Three anti-tank mines TM-62 and one directional anti-personnel mine MON-50, according to this report, were found outside the village of Gagida by the law enforcement agents, who are investigating murder of a local police officer, Vitali Rodonaia, who was shot in the same village on January 9. Abkhaz law enforcement agencies said they were considering Georgia’s link as one of the possible versions behind the murder of Rodonaia, who was an ethnic Georgian.
Two weeks ago a high-profile double murder was committed outside the town of Gali; one of the two men shot on the night from December 28 to December 29 was a retired Abkhaz colonel, Valmer Butba, described by local sources as “an influential figure” in Gali district. Butba, a former commander of Abkhaz first leader Vladislav Ardzinba’s security guard, who in the past also commanded the Abkhaz anti-terrorist unit, was detained in 2009 for possession of arms; at the time opponents of then Abkhaz leader Sergey Bagapsh, claimed that Butba was arrested because of his support to then opposition presidential candidate and his relative Beslan Butba.
Last year the Georgian Ministry of Internal Affairs (MIA) announced that a car explosion in Georgia Black Sea town of Batumi in 2010 in which MIA’s official was killed was carried out by perpetrators, recruited for the Abkhaz-based Russian military intelligence officers by Valmer Butba.

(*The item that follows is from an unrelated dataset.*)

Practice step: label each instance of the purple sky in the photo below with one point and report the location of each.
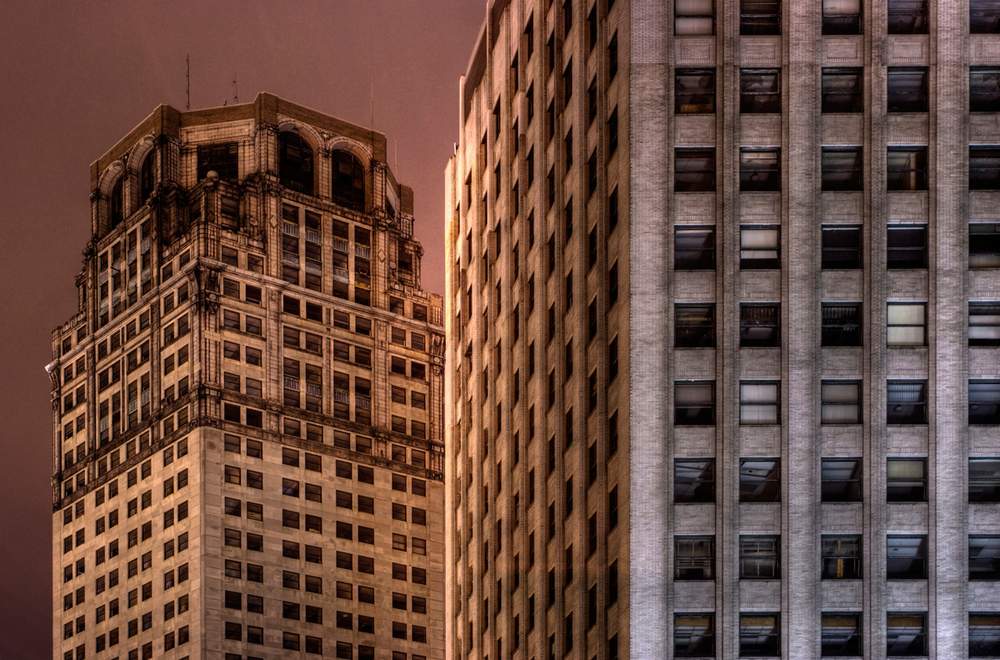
(79, 75)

The Abkhaz prosecutor’s office announced on January 10, that a Georgian citizen from neighboring Zugdidi district was wanted in connection to Butba’s murder, claiming that the suspect was acting upon the Georgian special services’ order.
Officials in Tbilisi said that Butba’s murder was a result of “settling of scores between local rival criminal gangs”. Some analysts in Tbilisi suggested, that Butba’s murder could have been a result of the new Abkhaz leadership’s declared policy of cracking down on criminal gangs.